La più nuova, almeno per me, è il forte afflato pedagogico, che non esiterei a definire militante, che caratterizza una serie di iniziative della casa editrice (e peccato che il catalogo cronologico che chiude il volume non abbia una divisione per collane). In origine forse c'è il fatto che Marcello Bernardi sia stato il pediatra di casa Archinto, poi, certo, l'aria del tempo, ma la collana «Puntoemme», nata in collaborazione col Movimento di Cooperazione Educativa (uno dei migliori frutti del nostro laicismo), l'Enciclopedia dei bambini diretta dallo straordinario Pinin Carpi con il principio di “mai parlare di qualcosa che non si vede, né mostrare qualcosa di cui non si parla”, sono un punto d'onore del catalogo.
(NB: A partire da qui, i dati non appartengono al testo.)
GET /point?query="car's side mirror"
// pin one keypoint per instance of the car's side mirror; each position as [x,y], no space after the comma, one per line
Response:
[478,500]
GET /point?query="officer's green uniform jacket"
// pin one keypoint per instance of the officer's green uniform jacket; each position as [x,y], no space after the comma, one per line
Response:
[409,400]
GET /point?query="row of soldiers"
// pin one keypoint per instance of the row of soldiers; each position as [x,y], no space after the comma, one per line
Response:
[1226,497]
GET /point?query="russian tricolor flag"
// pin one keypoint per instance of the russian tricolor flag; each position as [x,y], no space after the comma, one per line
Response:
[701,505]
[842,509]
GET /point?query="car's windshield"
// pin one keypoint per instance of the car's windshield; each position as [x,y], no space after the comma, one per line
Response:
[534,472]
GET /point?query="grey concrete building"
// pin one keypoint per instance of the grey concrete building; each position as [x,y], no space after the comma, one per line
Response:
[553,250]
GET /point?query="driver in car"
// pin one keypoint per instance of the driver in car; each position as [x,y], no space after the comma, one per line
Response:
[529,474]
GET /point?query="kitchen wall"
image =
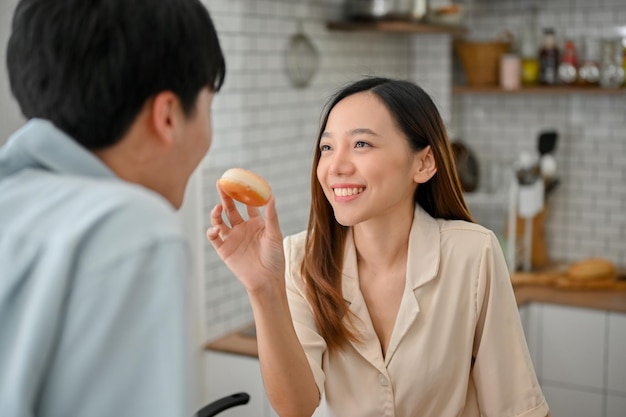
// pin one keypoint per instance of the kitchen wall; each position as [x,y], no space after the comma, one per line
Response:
[265,124]
[10,116]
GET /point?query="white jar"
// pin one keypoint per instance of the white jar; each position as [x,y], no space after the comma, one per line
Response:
[510,72]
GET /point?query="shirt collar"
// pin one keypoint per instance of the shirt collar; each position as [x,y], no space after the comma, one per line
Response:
[42,145]
[422,260]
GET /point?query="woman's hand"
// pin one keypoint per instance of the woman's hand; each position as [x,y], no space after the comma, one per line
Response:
[253,248]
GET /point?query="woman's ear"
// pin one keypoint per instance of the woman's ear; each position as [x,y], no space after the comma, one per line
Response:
[426,166]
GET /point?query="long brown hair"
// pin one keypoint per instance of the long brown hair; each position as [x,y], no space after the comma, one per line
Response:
[417,116]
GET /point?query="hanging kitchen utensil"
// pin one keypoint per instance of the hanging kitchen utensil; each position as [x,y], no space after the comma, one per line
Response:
[302,59]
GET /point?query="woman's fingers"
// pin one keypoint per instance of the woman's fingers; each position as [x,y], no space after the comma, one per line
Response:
[273,227]
[233,215]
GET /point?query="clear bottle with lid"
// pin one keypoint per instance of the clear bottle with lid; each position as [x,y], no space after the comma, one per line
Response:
[548,58]
[529,50]
[611,66]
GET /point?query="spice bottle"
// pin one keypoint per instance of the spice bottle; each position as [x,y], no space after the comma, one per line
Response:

Poi, a partire dagli anni Ottanta, si avverte un certo ripiegamento, si pubblicano o ripubblicano grandi classici come Babar o Beatrix Potter, ma la casa editrice chiude nel 1985, e l'impressione è che il momento di massima sintonia con la società sia avvenuto prima, negli anni Settanta.
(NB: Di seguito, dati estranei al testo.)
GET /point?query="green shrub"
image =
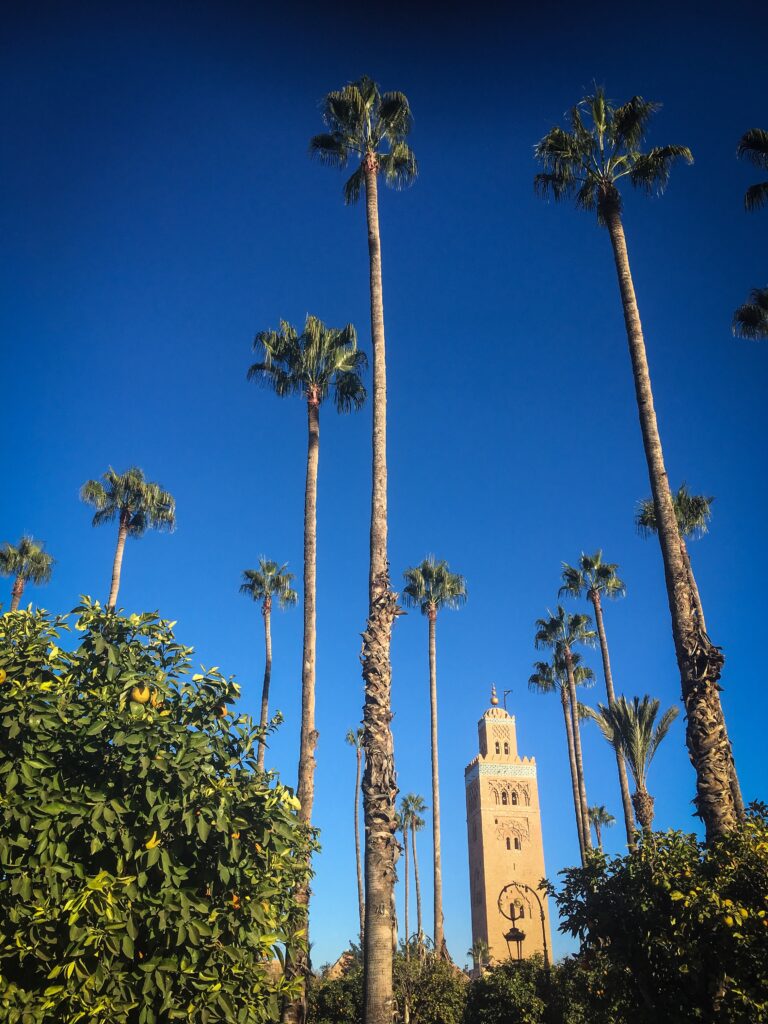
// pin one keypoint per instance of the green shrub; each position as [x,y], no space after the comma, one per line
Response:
[146,866]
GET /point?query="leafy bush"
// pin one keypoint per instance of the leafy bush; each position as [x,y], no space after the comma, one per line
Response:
[146,866]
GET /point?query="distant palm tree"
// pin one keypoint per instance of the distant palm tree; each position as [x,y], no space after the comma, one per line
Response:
[354,738]
[754,146]
[751,320]
[430,587]
[27,562]
[553,678]
[632,728]
[599,153]
[413,805]
[600,818]
[268,581]
[136,503]
[366,126]
[692,513]
[560,633]
[595,578]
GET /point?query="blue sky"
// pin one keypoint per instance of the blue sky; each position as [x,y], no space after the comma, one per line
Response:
[159,208]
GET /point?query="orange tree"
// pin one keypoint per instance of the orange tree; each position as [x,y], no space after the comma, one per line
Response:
[146,865]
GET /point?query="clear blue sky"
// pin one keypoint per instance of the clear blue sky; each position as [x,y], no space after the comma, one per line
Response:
[159,207]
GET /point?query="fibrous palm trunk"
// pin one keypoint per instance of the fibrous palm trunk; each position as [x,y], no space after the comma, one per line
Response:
[573,772]
[15,593]
[698,659]
[621,766]
[379,784]
[358,863]
[437,889]
[586,837]
[419,928]
[117,564]
[264,717]
[295,1012]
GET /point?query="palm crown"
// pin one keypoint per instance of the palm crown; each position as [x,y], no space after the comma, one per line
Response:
[313,363]
[267,582]
[369,125]
[432,586]
[601,148]
[754,146]
[562,630]
[28,560]
[632,727]
[592,576]
[136,502]
[691,511]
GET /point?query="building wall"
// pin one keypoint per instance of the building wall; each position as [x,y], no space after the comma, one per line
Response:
[504,832]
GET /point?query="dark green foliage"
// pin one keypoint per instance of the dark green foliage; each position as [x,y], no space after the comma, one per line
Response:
[146,867]
[679,932]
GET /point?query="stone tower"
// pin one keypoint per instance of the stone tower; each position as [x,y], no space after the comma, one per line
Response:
[504,830]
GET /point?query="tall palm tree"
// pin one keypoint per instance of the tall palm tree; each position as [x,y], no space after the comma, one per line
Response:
[751,320]
[601,818]
[692,513]
[596,579]
[754,146]
[633,729]
[267,582]
[136,503]
[317,363]
[430,587]
[560,633]
[553,678]
[27,562]
[354,738]
[413,805]
[371,128]
[601,152]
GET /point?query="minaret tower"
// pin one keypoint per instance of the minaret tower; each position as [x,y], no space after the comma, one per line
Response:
[506,850]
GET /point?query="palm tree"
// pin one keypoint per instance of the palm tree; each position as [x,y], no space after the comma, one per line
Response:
[268,581]
[601,818]
[751,320]
[561,632]
[136,503]
[413,805]
[368,126]
[27,562]
[632,729]
[595,578]
[430,587]
[553,677]
[692,513]
[354,738]
[754,146]
[601,151]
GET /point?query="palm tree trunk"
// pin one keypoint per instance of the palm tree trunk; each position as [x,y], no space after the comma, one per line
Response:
[408,890]
[15,592]
[621,766]
[573,773]
[295,1012]
[117,565]
[437,889]
[419,928]
[699,662]
[578,753]
[360,897]
[379,784]
[266,612]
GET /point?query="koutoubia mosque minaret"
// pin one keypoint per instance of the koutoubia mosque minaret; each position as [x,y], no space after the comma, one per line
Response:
[506,850]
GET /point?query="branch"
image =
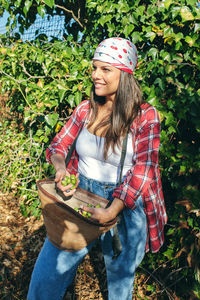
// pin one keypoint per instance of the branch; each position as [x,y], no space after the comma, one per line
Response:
[72,13]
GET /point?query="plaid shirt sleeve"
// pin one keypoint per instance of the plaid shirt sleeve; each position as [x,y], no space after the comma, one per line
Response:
[64,139]
[145,159]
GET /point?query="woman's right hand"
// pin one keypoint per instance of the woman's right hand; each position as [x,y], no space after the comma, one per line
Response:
[61,173]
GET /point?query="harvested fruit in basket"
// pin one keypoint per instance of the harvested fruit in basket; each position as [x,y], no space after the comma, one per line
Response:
[72,179]
[82,212]
[85,213]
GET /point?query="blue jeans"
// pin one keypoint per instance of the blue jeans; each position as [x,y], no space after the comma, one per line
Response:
[55,269]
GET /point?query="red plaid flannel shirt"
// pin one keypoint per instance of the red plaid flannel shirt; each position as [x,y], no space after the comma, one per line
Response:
[143,179]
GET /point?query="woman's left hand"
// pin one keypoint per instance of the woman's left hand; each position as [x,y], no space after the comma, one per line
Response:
[103,215]
[98,214]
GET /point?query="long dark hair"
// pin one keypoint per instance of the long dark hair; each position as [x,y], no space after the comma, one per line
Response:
[126,108]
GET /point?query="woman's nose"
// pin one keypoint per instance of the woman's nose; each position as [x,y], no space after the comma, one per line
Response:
[96,73]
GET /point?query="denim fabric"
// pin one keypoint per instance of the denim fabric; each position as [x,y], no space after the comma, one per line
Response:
[55,269]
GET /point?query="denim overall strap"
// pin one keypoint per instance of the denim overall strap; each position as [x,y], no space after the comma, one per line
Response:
[116,243]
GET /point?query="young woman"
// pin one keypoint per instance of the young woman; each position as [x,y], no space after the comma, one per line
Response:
[115,109]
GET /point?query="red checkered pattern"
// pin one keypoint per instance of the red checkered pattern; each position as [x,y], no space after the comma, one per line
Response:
[143,179]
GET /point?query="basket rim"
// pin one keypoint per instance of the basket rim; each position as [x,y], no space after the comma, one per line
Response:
[67,207]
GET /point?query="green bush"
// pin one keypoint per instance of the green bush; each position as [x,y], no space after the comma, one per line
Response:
[47,80]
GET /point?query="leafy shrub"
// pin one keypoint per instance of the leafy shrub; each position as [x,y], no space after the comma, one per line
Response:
[46,80]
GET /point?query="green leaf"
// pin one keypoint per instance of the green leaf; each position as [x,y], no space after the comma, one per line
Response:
[41,10]
[186,14]
[78,98]
[49,3]
[128,29]
[167,3]
[52,119]
[27,6]
[135,37]
[153,52]
[151,35]
[190,40]
[196,27]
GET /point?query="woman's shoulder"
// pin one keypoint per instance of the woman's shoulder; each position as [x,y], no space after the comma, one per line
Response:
[149,113]
[83,108]
[84,105]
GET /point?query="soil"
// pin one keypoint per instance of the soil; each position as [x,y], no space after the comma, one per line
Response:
[20,242]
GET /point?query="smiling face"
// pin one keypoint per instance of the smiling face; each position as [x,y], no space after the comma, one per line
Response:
[106,79]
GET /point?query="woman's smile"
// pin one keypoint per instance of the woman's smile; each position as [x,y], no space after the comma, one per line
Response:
[106,79]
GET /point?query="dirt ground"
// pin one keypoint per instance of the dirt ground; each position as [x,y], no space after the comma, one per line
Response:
[20,242]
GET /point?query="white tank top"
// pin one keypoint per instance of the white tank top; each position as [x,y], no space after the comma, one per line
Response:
[90,149]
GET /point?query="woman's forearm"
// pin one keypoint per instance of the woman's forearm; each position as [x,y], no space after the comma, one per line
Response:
[58,161]
[115,208]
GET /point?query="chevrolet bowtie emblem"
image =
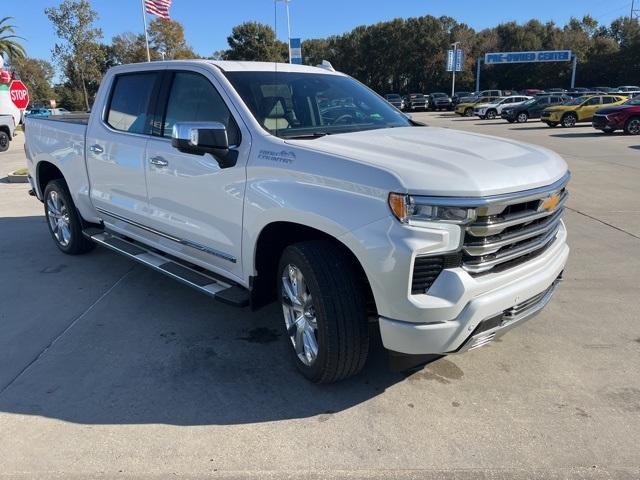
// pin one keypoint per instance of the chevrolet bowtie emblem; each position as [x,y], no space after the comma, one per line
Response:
[550,203]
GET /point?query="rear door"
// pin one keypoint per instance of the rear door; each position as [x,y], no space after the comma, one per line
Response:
[194,202]
[116,143]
Per chiudere non posso non parlare di almeno altre due collane, che testimoniano l'istinto dell'Archinto (vivissimo ancora oggi) nell'individuare persone di qualità con cui collaborare: il «Mangiafuoco», diretta da Oreste del Buono e rivolta ai ragazzi dai 9 ai 13 anni e i «I Pomeriggi» animata da Natalia Ginzburg. Ottimi scrittori ma anche impareggiabili editor, anche se già autori come Soldati, Arbasino, Moravia, Sciascia erano stati coinvolti da Rosellina a misurarsi con la letteratura per l'infanzia. Scrive la Ginzburg presentando la sua collana: “Si usa oggi dire che i giovani hanno perduto ogni amore per la lettura. Quelli che hanno ideato questa collana non credono, o non vogliono credere, che ciò sia vero. Essi pensano che i giovani che amano leggere esistono, e non importa se sono magari una minoranza. Essi pensano che le minoranze abbiano i medesimi diritti delle maggioranze (…) Essi ritengono il disordine assai migliore dell'ordine, intendendo per disordine le forme innumerevoli, a volte elementari e limpide a volte tortuose e strane, che può prendere il pensiero umano”.
Oggi i lettori a cui si rivolge Natalia sono chiamati nell'editoria young adult e tanti classici di Emme sono stati ristampati, anche meritoriamente, ad esempio da Corraini, perdendo però lo spirito con cui erano stati pubblicati: libri belli e intelligenti per una società migliore.